Human Interest
Four students, Santhosh, Mohammed Thahir, Manikandan and Harikrishna had written to Dr Sivan first, explaining their joy in having witnessed the launch that took place on July 22.
From left Hari, Mani, Thahir, Santhosh

Four students from Municipal Middle School at Mettupalayam in Tiruppur North who witnessed the launch of Chandrayaan-2 in July this year were elated to receive a letter from ISRO Chairman Dr K Sivan. The letter, which had been written in Tamil by Dr Sivan on November 4, reached the students on Saturday afternoon.

An essay competition was spearheaded by their school teacher S Saravanan, who was also instrumental in organising the trips to Sriharikota for the students to witness the rocket launch live. Four students were selected among 100 students who participated in the competition from Municipal Middle School.

The corporation school students, Santhosh, Mohammed Thahir, Manikandan and Harikrishna had written to Dr Sivan first, explaining their joy in having witnessed the launch that took place on July 22. The students were also present when the launch was aborted due to a technical snag at the last minute on July 14.

The students shared that at the moment the rocket took off, they were overjoyed with tears.

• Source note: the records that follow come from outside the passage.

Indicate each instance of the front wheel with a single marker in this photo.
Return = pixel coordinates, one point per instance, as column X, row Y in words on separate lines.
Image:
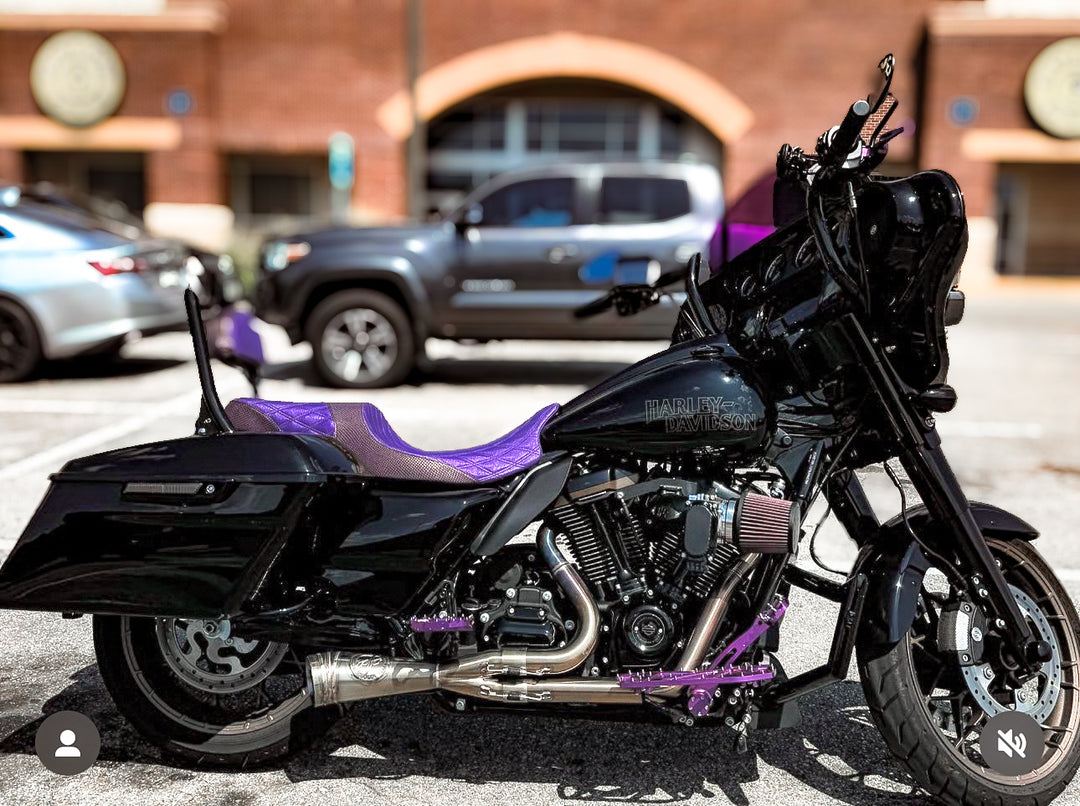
column 931, row 699
column 204, row 695
column 361, row 339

Adding that they keenly looked up to Dr Sivan, the students ended the letter with the hope that someday they might be able to be a part of space missions, thanks to the efforts of Dr Sivan.

In his response, Dr Sivan updated the students on the project. “Even though the lander was not a success, the orbiter is functioning very well. The orbiter will continue to study the moon and send details for a period of seven years.” Expressing his thanks to teacher Saravanan, Dr Sivan ended his letter on a positive note. “I hope all of you study well and your space dreams and ambitions are realised,” he wrote.

Speaking to TNM, 37-year-old Saravanan who has been teaching at the school for close to 17 years says, “Space is something that cannot be seen by everyone, it lies several lakh kilometres away. Whereas, if you take medicine, the doctors work with things that they can see. It was therefore a moving experience for the students to witness the launch in person. They cried soon after the launch.”

Saravanan

Saravanan, who has been to such launches four times himself, adds that the school with help from a student-volunteer group will continue to inspire students in science. “Open Space Foundation is an NGO that conducted a competition for STEM Projects. Our school won this competition and so the NGO helped us launch an open science centre in the school recently. We have received a telescope and the group is planning on organising a field trip for the students,” he says.